Delapan

2.5K 372 119
                                    

H U L Y A
━━━━━━━⊰✿🌹✿⊱•━━━━━━━
Dan mereka berkata, “Kehidupan ini tidak lain hanyalah kehidupan di dunia saja, kita mati dan kita hidup, dan tidak ada yang membinasakan kita selain masa.”  Tetapi mereka tidak mempunyai ilmu tentang itu, mereka hanyalah menduga-duga saja.

Q.S Al-Jasiyah : 24

Pernahkah kita merasa waktu berjalan cepat atau justru sebaliknya? Padahal porsi waktu itu tetap sama saja, 24 jam dalam sehari.

Ya, rasanya baru lima menit Hulya memejamkan mata, tapi saat ia membuka mata jarum jam sudah menunjukkan pukul setengah lima pagi.  Kalau saja ia belum pernah membaca sebuah artikel yang berkaitan dengan kondisi sekarang, mungkin Hulya sudah menghela napas panjang karena merasa jam tidurnya kurang sambil berucap m, 'Cepet banget, udah jam segini aja.'

Selama ini kebanyakan orang hanya tahu bahwa manusia memiliki lima indra saja yang diantaranya, indra penglihatan, pendengaran, pengecap, peraba dan penciuman. Namun sebenarnya indra itu lebih banyak lagi, termasuk indra perasa waktu yang tertanam di dalam otak manusia.

Saat tidur indra-indra pun akan ikut dimatikan sementara. Itulah mengapa terkadang ketika kita disentuh tak merasakannya, walaupun mungkin karena sistem keselamatan dalam tubuh kita. Beberapa indra memiliki tingkan sensitivitas masing-masing. Sehingga sentuhan yang melebihi batas sensitif tersebut akan membangunkan kita.

Ketika tidur, indra perasa waktu pun akan mati sehingga tak dapat merasakan waktu yang terus berjalan meski berjam-jam telah terlewati.

Itulah alasannya, berbeda jika manusia terjaga dan bermeditasi, berkonsentrasi penuh terhadap pergerakan nafas, maka waktu 5 menit saja terasa sudah lama sekali.

Baik, Hulya akan merencanakan tambahan waktu tidur nanti. Sekarang ia sudah bersiap pulang sebelum meluncur ke kampus pukul sembilan nanti. Sejujurnya ia khawatir juga meninggalkan Sania sendirian. Meski wajahnya sudah tak sepucat kemarin, namun suaranya masih parau karena tubuhnya yang masih lemas.

Dharma pamit lebih dulu sejak pukul lima pagi untuk bekerja sekaligus keluar kota hari ini. Kemungkinan akan kembali besok sore.
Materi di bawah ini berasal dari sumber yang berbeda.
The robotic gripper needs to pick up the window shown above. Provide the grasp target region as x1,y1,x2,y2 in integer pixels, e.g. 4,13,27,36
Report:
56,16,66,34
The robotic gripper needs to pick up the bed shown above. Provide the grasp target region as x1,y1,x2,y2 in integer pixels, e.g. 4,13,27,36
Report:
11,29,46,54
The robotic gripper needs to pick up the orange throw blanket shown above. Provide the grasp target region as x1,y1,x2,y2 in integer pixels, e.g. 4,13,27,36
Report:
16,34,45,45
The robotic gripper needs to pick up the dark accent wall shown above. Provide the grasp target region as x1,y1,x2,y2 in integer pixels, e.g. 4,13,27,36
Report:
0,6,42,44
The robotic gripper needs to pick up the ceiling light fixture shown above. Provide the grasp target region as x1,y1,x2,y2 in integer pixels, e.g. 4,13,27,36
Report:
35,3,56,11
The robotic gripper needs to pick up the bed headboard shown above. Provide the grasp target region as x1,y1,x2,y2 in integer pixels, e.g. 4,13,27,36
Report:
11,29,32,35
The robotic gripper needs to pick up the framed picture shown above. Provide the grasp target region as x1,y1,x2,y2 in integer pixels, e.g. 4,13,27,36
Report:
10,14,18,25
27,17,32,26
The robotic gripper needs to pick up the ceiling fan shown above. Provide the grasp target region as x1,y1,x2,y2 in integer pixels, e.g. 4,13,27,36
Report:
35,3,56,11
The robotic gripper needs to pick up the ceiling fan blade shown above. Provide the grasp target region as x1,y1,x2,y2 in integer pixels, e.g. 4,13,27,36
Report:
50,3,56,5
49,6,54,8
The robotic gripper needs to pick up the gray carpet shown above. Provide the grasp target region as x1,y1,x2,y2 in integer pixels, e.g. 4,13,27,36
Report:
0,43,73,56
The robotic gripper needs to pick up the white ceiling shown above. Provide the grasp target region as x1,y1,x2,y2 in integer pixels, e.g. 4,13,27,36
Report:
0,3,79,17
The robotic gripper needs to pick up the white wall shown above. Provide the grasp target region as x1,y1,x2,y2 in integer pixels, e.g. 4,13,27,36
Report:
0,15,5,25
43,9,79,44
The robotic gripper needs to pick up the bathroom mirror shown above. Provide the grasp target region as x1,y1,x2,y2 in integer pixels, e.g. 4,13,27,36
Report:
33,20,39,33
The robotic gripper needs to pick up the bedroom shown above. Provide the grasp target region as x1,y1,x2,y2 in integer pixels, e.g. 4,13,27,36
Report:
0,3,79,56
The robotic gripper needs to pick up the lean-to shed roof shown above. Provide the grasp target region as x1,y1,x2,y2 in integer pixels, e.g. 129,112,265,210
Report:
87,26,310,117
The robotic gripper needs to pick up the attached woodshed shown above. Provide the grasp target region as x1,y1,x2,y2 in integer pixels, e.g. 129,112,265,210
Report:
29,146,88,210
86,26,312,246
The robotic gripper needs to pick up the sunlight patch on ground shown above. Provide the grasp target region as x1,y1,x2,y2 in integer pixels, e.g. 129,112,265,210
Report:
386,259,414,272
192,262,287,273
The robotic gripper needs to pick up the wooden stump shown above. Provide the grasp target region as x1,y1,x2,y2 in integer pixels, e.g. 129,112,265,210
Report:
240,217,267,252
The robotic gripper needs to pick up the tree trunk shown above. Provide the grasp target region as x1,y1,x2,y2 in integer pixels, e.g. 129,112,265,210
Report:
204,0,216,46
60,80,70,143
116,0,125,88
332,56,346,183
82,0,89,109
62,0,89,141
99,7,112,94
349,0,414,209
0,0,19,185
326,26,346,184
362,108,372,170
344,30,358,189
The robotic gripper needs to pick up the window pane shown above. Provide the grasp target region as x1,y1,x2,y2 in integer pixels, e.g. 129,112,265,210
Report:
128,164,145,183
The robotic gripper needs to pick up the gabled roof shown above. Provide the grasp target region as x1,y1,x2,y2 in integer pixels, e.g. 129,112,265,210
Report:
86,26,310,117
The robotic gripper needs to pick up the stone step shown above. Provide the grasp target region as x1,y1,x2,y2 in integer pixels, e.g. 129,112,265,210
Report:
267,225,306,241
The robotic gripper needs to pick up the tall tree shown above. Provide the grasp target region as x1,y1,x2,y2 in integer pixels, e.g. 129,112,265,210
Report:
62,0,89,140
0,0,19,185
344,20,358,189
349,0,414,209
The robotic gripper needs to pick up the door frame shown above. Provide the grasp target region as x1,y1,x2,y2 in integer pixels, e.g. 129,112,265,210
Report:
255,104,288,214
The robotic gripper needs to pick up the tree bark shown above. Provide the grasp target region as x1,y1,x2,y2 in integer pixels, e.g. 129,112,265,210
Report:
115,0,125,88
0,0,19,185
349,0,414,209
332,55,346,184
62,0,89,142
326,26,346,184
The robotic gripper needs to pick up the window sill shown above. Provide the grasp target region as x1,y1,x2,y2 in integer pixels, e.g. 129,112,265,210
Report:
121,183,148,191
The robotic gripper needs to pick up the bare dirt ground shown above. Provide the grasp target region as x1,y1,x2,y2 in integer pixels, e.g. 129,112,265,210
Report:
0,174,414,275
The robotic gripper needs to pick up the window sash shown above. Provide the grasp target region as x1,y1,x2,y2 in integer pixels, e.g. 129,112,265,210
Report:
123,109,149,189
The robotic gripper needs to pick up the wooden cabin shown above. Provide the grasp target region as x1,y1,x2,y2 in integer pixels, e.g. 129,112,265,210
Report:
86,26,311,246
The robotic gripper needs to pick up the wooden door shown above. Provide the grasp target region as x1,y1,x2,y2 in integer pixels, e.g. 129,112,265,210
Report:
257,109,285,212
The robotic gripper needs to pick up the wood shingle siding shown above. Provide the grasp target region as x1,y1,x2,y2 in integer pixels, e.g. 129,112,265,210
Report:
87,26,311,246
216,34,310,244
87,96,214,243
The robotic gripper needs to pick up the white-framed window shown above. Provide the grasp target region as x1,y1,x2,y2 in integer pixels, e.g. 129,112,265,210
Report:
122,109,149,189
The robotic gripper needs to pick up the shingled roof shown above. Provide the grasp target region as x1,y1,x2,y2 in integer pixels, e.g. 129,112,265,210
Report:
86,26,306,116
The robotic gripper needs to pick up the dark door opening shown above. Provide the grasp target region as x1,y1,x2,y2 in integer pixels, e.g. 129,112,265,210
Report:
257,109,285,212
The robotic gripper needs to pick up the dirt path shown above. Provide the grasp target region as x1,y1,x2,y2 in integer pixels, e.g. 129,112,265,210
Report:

Intensitas kesibukan ayahnya semakin padat saja semenjak empat tahun lalu dan Hulya mau tak mau harus siap pada berkurangnya quality time dengan ayahnya.

Biasanya tiap akhir pekan ia akan duduk di ruang tamu dan menanyakan bagaimana progress Tasya dan Hulya dalam masa studinya. Meski bosan karena yang dibicarakan seputar nilai, rencana setelah lulus, potensi dan lainnya, setidaknya Hulya bersyukur karena dengan begitu Dharma masih memiliki rasa peduli pada anak-anaknya.

Tak jarang Hulya kagum pada semangat Tasya yang jauh diatasnya apabila sedang meladeni ayahnya. Berbeda dengan Hulya yang belum memiliki gambaran setelah lulus, maka ia jawab saja tidak tahu. Daripada mengarang bebas penuh ekspetasi tinggi, takutnya nanti ia terjebak sendiri. Apalagi ayahnya itu tipikal orang yang jika sudah bilang A maka harus A.

"Aku pamit dulu ya? Nanti kalau ada apa-apa mama bisa telepon aku," ucap Hulya setelah selesai menyuapi Sania makan.

Kepala Sania mengangguk. "Makasih ya. Mama jadi ngerepotin kamu. Kalau nanti–"

Sania berhenti berbicara karena pintu ruang rawat dibuka secara tergesa oleh seseorang yang mengenakan dress selutut berwarna putih tulang.

Orang yang Hulya pertanyakan kehadirannya sejak kemarin akhirnya muncul juga. Tasya.

Wajahnya berkerut khawatir sambil menggengam tangan Sania. "Mama ...  maaf. Maafin aku ya baru datang sekarang. Mama baik-baik aja, kan?"

"Baik, Sya. Tapi kamu kemana aja? Ayah juga khawatir karena tiap ditelepon kamu nggak aktif."